Accadde il Natale. Accade, ogni anno, nella nostra memoria. Accade ogni attimo, qui ed ora, che Dio si incarni e venga a spartire la sua umanità con noi, uno di noi. Che però il suo rinascere bambino in carne ed ossa avvenga in un presepe, nella sua mangiatoia, è più che un segno. 

Anche a New York, tra i festoni e gli scintillii che apparecchiano le prossime feste, si preparano presepi nelle chiese. La luce, il calore della tradizione, sono antidoto allo sconforto e alla paura, all’impotenza davanti ai tanti mali che ci stringono il cuore. Chiesa del Santo Bambino, nel Queen. Un’anima pia ha appena finito di montare il presepe, bello grande, quasi a statura umana. Chissà che spettacolo, i bambini. Sotto Natale vengono in chiesa più volentieri, altro che Disneyland. Ramazza e paletta, il presepaio si mette a ripulire da aghi di pino e ghiaietta, prima di chiudere la chiesa. Un pianto, di bimbo. Allucinazioni, ha pensato. Si ripete. Sarà un fedele col bimbo in collo, si dice. Poi segue l’eco di quel lamento, che lo porta alla mangiatoia di legno che ha messo insieme con colla e chiodi, e pazienza. Proprio lì c’è un bambino, avvolto in un panno, che è un asciugamano, non ha occhi e braccione spalancate al mondo, ma si agita abbastanza, sta bene, come tutti i bambini, chiede, e quindi piange. Perché non ha accanto a sé la Madonna col velo azzurro e lo sguardo amorevole dolcissimo. Né il papà che con sicurezza fa la guardia al suo fianco. Non ce n’è bisogno per la temperatura, ma non ha neppure un asinello e un bue. 



E’ solo, abbandonato. E subito il nostro presepaio ha un moto di gioia: benedetta quella mamma, povera donna, che l’ha lasciato lì, perché qualcuno lo trovasse, lo aiutasse. Guarda meglio e vede il cordone ombelicale ancora intatto. Ecco Gesù, ecco un bambino nato per noi. Ecco un miracolo, ha commentato il vescovo, trepido per la notizia. Negli Usa è consentito alle madri che non possono o non vogliono tenere un figlio lasciarlo alle cure di un ospedale, delle forze di sicurezza, di una chiesa. Devono però avvisare, far sapere, perché il bambino venga trovato e non abbia a patire un’attesa pericolosa. In questo caso, la mamma di Gesù Bambino, inquadrata dalle telecamere di sicurezza, è entrata con un fagotto in braccio, e ne è uscita senza. Ah, poco prima l’avevano ripresa mentre entrava in un negozio di biancheria. 

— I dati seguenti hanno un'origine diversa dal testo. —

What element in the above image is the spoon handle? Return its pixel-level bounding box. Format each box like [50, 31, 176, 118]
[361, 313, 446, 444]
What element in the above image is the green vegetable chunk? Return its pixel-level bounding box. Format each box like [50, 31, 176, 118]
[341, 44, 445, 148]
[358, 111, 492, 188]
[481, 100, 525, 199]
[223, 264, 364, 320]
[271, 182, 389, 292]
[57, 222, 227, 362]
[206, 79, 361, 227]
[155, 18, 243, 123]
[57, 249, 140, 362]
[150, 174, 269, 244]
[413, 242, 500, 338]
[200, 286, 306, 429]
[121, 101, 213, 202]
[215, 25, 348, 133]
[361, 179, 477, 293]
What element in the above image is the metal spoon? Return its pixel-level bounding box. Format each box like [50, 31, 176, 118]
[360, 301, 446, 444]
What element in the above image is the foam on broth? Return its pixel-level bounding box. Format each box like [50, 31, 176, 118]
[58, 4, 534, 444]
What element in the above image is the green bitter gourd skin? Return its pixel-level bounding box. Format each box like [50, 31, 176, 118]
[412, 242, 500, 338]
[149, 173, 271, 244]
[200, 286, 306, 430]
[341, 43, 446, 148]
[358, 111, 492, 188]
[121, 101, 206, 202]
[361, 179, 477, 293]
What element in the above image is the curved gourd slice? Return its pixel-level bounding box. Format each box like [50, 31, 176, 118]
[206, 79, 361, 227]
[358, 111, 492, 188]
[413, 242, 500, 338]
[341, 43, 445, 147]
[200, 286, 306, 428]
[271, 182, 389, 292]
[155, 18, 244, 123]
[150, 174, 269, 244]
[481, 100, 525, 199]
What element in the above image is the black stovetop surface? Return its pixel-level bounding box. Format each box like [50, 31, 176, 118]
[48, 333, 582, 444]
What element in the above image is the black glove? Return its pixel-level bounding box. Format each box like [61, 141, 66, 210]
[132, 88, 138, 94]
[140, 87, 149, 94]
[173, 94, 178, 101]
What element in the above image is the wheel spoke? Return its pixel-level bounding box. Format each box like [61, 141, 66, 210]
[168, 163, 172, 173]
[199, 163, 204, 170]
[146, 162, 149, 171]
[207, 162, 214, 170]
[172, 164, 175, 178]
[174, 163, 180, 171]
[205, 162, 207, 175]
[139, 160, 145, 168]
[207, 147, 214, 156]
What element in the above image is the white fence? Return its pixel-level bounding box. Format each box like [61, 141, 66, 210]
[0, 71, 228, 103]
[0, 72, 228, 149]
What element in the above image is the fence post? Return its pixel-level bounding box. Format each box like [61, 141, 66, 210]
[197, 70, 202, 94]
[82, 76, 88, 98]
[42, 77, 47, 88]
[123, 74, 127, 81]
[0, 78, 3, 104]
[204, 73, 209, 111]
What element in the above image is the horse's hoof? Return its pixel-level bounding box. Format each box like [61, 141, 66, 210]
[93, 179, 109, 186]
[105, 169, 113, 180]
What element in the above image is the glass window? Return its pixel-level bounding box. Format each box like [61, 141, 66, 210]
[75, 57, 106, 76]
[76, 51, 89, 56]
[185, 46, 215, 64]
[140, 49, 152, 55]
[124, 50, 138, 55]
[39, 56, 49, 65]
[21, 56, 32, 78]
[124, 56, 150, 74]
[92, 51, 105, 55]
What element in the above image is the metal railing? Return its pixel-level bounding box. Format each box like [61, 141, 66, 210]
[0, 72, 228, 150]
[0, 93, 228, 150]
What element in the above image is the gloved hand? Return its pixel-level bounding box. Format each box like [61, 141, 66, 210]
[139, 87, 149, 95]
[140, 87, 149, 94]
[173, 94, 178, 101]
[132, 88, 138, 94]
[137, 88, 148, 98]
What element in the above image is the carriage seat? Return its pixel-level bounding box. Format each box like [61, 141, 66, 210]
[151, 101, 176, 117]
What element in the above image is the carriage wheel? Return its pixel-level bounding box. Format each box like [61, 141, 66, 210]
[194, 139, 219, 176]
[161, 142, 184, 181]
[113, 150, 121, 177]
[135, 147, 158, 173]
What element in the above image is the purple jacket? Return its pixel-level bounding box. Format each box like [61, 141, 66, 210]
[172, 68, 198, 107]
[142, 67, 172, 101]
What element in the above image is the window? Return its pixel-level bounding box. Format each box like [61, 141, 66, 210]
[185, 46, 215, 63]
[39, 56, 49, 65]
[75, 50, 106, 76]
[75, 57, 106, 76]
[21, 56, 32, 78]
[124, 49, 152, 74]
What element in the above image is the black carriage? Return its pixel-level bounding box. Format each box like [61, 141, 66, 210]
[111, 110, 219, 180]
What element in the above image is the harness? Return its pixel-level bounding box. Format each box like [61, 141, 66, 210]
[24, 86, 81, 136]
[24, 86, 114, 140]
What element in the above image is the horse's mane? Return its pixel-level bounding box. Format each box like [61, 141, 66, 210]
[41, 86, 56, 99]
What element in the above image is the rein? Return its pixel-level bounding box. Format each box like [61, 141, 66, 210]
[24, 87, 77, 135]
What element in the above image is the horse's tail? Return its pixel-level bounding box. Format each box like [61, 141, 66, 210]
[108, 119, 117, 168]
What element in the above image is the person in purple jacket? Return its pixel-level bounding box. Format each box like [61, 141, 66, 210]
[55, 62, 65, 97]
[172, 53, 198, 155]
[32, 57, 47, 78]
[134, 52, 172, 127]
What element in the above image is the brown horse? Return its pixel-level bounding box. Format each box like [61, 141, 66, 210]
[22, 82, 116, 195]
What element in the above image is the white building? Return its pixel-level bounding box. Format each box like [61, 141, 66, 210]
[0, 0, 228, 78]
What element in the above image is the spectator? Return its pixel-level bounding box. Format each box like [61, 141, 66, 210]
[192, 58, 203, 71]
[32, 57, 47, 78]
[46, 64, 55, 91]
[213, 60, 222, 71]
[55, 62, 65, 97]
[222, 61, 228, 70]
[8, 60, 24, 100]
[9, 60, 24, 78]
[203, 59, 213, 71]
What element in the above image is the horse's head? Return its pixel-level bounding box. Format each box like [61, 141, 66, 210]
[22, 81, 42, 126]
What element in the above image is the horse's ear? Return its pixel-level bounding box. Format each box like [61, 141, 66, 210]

Potrebbe essere incriminata, non risulta abbia fatto telefonate in parrocchia. Ma nessuno sporgerà denuncia contro di lei. Solo, intristisce che sia dovuta scappare, come una colpevole, con lo strazio dentro, e per chissà che motivo. Si vorrebbe trovarla per chiederle se ha bisogno, e di cosa, e farle compagnia, e permetterle di tenerlo, quel bambino. Certo voluto, amato, perché poteva non esserlo. Certo lasciato con dolore, ma con la certezza che lì, nel presepe, in quella chiesa, con quel santo nome, non sarebbe andato perduto. Un figlio ci è stato donato. Basta aprire gli occhi, perché tutti i giorni sia Natale.